For many, home working environments outperform even the best offices
For many, the home working experience is outscoring the best workplaces in the world according to a study of more than 125,000 workers.
Insight from an ongoing home working study conducted by employee workplace experience measurement company Leesman has found that 78% of those working within a Leesman+ building - what the research organisation calls the ‘best workplaces in the world’ - have reported that their workplace enables them to work productively. This compares with the 82 per cent of those saying that their home working environment does the same – suggesting that working from home marginally outperforms even the workplaces judged best in class by those who use them.
Leesman says that business leaders “must now determine what their physical workplace needs to meet the experience many are having whilst working at home.
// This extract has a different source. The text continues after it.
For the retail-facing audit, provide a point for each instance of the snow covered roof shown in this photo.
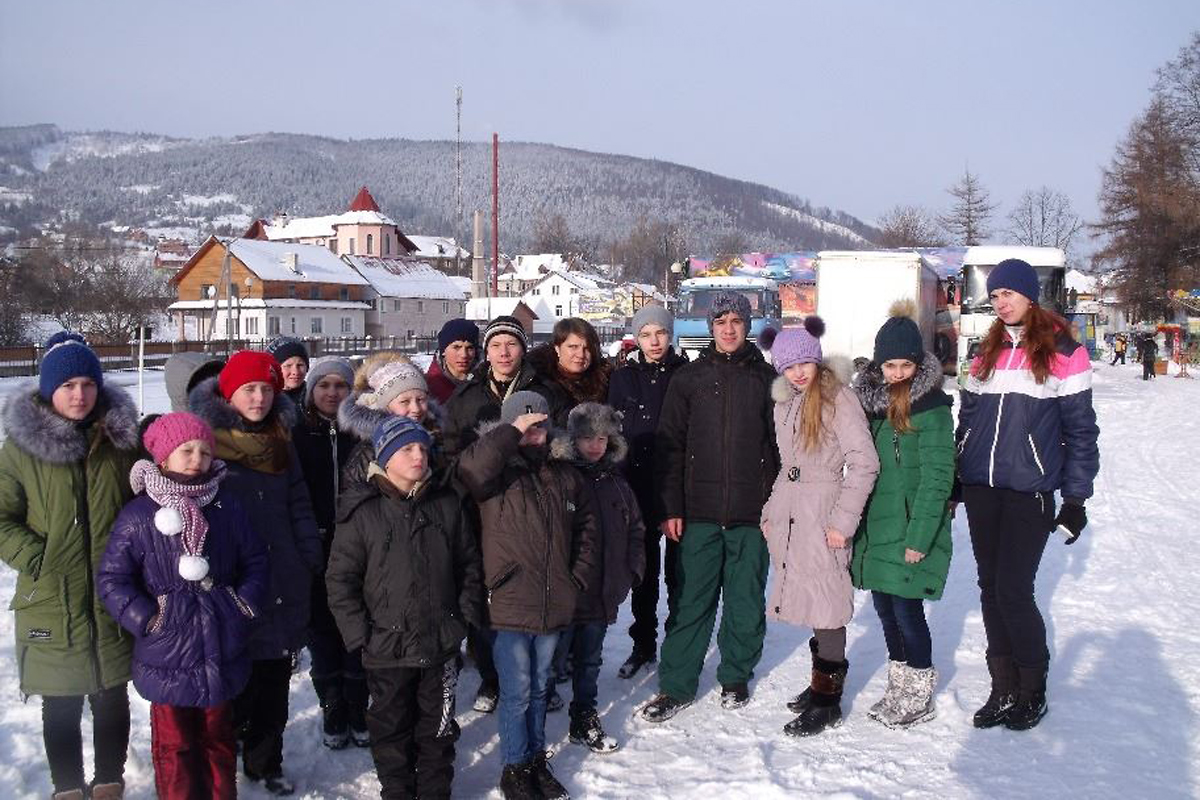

These numbers suggest that the world’s elite workplaces, which are statistically proven to offer the very best employee experience are, in some cases, competing with and losing to home environments.”
Tim Oldman, Leesman CEO, said: “On average, home settings perform better than anyone expected. But not for everyone and not for an important specific series of tasks.
“But when homes are supporting some work activities better than the very places designed to house them, it shines a glaring light on the prior failings of many corporate workplaces. And in such an uncertain time, this new data is too monumental to ignore – it shows that organisations who really understand the work their employees do in their roles build better workplace ecosystems.
"The decisions made by leaders now with little evidence could have a sell-by-date which outlives the bricks and mortar on which their offices stand.”
Leesman’s home working experience survey was launched in March 2020.